El Tribunal Supremo ha concluido que sí por unanimidad. Se afirma en la sentencia, en un pasaje fundamental, que si hay un levantamiento “multitudinario”, “generalizado”, y “estratégico” (es decir, organizado) con intención de obstaculizar la actuación de la policía, “no es posible eludir la tipicidad de la sedición” (pg. 283). Y ello aunque sea mediante una acción de resistencia no-violenta, porque, “aunque se adjetive con la evocación de la paz, la resistencia es resistencia, supone fuerza física e intimidatoria, supone presión, supone oposición a la actuación policial” (pg. 393). En definitiva, para la sentencia, “la sedición no es otra cosa que una desobediencia tumultuaria, colectiva, y acompañada de resistencia o fuerza” (pg. 396). De manera especialmente clara y resumida, se dice (en la pg. 283) que “la actitud de oposición [por una multitud] a posibilitar la actuación de la policía, incluso mediante fórmulas de resistencia si se quiere noviolenta (…), aunque no se diese un paso más, es por sí sola apta e idónea para colmar las exigencias típicas del delito de sedición”. Y esto ocurrió, al menos, en dos momentos según el TS: el 20-S ante la sede de la Consejería de Economía, y el 1-O en los colegios electorales.
Multitud, hubo. Pero, ¿hubo tumulto? La sedición se describe en el artículo 544 como alzamiento público y tumultuario. No dice “multitudinario”, sino “tumultuario”. ¿Es lo mismo una cosa que otra?
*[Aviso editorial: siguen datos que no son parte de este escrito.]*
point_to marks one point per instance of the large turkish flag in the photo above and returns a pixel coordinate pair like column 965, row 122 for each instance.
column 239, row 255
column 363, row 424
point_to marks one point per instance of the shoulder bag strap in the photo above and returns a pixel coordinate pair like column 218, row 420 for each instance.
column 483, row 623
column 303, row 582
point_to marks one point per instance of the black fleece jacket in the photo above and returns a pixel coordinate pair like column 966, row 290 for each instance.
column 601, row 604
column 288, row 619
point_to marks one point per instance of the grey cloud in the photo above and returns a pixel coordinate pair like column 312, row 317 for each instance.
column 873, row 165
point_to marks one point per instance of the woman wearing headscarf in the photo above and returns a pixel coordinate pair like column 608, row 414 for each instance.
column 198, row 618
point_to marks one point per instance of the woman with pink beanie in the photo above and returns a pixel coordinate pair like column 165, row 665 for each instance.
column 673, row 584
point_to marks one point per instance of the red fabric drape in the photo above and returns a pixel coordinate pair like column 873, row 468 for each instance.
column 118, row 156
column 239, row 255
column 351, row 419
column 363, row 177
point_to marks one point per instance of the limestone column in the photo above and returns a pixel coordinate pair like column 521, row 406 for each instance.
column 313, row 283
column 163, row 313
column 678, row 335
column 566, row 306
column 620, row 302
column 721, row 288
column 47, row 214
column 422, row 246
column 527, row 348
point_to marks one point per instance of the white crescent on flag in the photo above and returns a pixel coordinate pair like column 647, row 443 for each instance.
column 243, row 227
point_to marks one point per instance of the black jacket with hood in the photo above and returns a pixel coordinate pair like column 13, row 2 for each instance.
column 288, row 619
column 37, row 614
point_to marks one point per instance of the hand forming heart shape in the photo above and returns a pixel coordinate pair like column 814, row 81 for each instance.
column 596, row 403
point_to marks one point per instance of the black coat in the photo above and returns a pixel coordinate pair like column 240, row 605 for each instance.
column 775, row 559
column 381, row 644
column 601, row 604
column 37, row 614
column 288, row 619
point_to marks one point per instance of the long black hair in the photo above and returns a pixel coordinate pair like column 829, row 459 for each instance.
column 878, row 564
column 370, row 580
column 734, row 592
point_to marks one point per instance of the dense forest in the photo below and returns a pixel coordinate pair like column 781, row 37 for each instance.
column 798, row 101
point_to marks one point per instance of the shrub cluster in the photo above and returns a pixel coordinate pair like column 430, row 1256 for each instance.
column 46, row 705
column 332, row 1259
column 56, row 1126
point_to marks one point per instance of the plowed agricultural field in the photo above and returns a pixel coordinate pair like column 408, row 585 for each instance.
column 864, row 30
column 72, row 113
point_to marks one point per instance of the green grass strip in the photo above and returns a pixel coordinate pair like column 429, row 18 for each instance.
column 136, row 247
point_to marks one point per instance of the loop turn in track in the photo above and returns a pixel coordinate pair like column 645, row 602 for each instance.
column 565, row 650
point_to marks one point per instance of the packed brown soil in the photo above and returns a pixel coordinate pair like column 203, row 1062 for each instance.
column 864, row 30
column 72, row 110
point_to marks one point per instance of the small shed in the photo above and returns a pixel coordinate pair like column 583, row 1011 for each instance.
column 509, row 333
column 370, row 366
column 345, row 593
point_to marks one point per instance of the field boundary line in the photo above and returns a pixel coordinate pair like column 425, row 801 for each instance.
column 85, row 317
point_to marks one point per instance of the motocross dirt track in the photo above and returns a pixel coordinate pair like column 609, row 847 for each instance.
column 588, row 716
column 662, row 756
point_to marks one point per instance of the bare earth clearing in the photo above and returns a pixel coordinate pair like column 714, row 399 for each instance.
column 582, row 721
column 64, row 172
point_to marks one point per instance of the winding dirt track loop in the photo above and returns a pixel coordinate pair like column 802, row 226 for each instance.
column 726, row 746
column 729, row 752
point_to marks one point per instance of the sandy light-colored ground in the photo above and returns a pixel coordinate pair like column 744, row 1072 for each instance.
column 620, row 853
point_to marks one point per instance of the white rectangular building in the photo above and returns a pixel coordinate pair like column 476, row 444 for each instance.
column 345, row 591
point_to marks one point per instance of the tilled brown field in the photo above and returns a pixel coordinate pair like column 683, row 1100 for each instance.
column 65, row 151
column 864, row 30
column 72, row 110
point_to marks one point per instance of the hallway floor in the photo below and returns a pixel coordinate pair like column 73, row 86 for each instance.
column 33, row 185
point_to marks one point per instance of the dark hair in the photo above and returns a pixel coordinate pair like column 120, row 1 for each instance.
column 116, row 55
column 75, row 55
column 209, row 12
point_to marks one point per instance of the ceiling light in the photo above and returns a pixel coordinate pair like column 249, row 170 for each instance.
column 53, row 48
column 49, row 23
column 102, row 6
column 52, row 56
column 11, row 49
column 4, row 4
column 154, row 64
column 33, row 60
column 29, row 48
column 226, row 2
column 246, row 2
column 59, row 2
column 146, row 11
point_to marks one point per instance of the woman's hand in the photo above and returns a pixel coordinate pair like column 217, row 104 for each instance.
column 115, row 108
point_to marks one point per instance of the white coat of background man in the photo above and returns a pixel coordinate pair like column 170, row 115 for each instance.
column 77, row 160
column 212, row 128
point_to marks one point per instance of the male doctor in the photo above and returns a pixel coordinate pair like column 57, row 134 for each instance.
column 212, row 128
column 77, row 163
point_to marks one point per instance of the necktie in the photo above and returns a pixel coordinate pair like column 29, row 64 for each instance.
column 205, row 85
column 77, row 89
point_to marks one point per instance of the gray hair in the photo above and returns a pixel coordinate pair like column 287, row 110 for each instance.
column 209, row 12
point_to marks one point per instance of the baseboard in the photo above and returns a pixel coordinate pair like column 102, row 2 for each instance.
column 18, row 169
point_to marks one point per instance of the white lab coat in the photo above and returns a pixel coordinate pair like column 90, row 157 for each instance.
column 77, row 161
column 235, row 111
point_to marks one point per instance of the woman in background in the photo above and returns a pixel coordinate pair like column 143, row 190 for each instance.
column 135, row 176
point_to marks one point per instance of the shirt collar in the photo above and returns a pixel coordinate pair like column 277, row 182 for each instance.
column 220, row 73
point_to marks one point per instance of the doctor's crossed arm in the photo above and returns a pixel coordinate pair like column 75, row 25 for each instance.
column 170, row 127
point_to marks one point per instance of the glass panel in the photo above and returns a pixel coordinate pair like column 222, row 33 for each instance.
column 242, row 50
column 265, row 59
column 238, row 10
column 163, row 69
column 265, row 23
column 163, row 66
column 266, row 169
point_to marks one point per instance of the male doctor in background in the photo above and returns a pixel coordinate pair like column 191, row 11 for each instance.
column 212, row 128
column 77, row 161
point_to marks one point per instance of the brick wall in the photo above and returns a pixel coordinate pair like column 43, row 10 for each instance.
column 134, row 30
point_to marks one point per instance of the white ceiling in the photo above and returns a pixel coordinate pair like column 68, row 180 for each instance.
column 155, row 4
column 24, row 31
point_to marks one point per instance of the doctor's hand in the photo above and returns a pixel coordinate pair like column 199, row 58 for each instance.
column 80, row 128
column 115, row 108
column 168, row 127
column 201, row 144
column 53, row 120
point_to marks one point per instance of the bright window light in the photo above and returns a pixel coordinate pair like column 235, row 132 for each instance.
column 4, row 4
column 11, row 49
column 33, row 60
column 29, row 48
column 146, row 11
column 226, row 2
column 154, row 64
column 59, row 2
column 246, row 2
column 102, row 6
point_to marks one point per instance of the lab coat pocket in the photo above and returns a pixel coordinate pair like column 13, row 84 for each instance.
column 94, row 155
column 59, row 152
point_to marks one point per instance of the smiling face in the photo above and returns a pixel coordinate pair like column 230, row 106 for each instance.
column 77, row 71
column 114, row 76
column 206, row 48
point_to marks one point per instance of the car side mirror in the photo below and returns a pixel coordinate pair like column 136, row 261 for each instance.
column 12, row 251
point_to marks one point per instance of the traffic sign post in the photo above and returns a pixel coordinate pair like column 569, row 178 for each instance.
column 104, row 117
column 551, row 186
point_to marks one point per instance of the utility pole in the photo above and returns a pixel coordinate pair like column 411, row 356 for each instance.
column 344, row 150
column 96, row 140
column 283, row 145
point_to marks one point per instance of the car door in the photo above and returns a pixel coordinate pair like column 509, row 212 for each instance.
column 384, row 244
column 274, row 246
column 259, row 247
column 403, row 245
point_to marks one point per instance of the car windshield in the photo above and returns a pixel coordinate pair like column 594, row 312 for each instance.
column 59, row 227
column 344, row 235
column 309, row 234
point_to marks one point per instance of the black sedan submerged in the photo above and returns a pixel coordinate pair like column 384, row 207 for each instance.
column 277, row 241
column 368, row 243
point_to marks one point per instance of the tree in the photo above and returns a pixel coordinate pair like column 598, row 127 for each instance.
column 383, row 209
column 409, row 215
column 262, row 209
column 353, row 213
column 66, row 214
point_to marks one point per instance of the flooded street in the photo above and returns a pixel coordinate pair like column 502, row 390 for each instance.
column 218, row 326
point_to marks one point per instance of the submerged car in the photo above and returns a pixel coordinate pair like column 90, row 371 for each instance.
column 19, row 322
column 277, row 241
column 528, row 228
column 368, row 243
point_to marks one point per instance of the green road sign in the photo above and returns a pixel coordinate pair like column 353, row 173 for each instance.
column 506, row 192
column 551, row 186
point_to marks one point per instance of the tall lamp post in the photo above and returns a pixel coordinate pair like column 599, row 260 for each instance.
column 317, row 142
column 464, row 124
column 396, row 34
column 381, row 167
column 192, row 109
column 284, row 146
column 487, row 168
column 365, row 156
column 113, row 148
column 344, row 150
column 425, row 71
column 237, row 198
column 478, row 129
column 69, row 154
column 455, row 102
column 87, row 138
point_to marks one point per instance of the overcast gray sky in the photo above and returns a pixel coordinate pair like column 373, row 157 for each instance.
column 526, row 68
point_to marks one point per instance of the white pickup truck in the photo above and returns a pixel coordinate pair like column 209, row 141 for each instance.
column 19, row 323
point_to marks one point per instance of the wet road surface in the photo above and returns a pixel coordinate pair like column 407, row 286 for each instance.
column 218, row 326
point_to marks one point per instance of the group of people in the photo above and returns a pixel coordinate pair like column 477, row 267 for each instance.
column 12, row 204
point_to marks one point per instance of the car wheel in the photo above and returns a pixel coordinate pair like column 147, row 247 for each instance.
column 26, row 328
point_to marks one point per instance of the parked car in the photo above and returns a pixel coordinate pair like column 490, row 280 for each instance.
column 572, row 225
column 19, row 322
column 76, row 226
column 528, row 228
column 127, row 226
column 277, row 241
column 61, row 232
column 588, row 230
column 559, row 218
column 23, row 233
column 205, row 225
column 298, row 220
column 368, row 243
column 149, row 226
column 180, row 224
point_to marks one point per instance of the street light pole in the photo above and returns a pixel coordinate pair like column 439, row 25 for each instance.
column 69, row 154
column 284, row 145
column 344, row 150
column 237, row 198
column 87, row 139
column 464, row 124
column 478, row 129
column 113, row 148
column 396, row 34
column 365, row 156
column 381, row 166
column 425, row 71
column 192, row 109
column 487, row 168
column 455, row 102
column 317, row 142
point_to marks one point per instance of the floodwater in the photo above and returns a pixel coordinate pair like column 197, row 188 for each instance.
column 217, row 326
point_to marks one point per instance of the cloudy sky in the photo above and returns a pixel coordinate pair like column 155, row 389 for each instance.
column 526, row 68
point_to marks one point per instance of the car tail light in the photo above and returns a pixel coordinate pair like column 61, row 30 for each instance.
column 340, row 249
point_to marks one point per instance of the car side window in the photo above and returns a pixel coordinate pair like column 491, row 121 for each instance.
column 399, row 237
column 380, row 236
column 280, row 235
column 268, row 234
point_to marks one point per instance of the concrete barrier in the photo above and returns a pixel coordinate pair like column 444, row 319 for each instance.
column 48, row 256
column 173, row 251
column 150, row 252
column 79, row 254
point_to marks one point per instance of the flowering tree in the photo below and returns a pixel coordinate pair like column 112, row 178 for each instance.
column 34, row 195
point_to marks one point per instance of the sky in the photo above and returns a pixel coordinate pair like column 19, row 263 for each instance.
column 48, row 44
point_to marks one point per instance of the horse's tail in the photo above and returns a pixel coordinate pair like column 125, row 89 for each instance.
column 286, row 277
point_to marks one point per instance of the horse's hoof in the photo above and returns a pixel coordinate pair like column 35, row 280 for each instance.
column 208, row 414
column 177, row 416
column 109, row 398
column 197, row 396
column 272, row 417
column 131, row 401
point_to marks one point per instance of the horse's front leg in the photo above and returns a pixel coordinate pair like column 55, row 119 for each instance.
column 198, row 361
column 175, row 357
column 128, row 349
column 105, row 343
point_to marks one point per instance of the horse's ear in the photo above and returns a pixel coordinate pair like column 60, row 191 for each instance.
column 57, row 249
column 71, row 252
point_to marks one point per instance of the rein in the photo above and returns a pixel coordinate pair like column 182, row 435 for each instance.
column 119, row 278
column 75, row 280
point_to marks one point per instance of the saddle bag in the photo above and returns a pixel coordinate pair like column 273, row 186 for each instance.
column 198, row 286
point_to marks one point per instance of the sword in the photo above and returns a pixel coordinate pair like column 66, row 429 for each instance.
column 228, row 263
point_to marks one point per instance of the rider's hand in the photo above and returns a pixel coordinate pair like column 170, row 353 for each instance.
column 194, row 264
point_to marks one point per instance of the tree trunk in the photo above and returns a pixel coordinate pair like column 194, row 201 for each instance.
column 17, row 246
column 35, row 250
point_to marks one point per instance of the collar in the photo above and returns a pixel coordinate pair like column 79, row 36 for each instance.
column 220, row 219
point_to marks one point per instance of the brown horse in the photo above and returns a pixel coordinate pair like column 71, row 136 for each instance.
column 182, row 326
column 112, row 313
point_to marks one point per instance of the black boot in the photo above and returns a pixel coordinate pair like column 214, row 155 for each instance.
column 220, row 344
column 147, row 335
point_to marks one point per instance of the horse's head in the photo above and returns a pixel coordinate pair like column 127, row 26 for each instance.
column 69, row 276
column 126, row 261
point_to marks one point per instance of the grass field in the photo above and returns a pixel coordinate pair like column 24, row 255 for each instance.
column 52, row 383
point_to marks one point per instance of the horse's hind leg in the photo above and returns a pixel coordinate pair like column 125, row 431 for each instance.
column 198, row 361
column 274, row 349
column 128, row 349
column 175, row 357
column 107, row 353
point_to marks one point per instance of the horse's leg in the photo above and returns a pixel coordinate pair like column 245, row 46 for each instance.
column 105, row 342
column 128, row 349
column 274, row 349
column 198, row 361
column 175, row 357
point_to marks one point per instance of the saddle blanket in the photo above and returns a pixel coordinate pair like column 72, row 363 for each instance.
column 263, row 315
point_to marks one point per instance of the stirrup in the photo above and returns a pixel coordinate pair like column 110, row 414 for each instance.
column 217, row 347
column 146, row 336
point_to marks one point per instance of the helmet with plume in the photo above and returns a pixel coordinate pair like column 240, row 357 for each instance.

Desde luego, si hace tres años a mí me plantean esta pregunta, yo contestaría con seguridad, sobre todo en atención a la magnitud de las penas asociadas al delito de sedición, que un alzamiento tumultuario no equivale a una multitud concentrada de modo organizado y estratégico, y que tampoco lo es aunque se interponga entre la policía y su objetivo, mediante una sentada, una barrera humana, o un encadenamiento colectivo. Habría dicho que un alzamiento tumultuario es un acto de acometimiento agresivo realizado por una multitud. Es decir, un motín. Por ejemplo, la toma de la Bastilla, o una masa de gente que acomete a la policía, se apropia de sus armas por la fuerza de la multitud, e invade un edificio que estaba protegido por los agentes. Una masa de personas que acomete a la autoridad y pretende ocupar su lugar. Actos así justifican, sin duda alguna, una pena de la gravedad del delito de sedición, equiparables a la del homicidio o la violación.
la multitud que secundó, porque quiso, a los alzados, no se convirtió en un tumulto, entre otras cosas porque hubo determinación para que eso no ocurriera
He pensado mucho sobre esto estos meses. Y sobre todo he leído la sentencia con intención de entenderla, saliendo del prejuicio que reconozco que tenía previamente (nunca vi el delito de sedición, y lo he defendido por escrito contra otras opiniones bien argumentadas). Y mi conclusión es la que da título a este artículo: que quienes se alzaron fueron las autoridades, que el alzamiento fue institucional (no tumultuario), y que la multitud que secundó, porque quiso, a los alzados, no se convirtió en un tumulto, entre otras cosas porque hubo determinación para que eso no ocurriera. La multitud, el 20-S, protestó, “entorpeció” (pero no impidió ni pretendió impedir, pues ya se estaba realizando) el registro de la Consejería acordado judicialmente; y, el 1-O, no “acometió” como tal multitud (actitudes individuales aparte) a la fuerza policial, sino que sólo resistió de forma pasiva, en un acto de desobediencia masiva: no hay ejemplo más típico de un acto de desobediencia pacífica y resistencia pasiva que una sentada multitudinaria.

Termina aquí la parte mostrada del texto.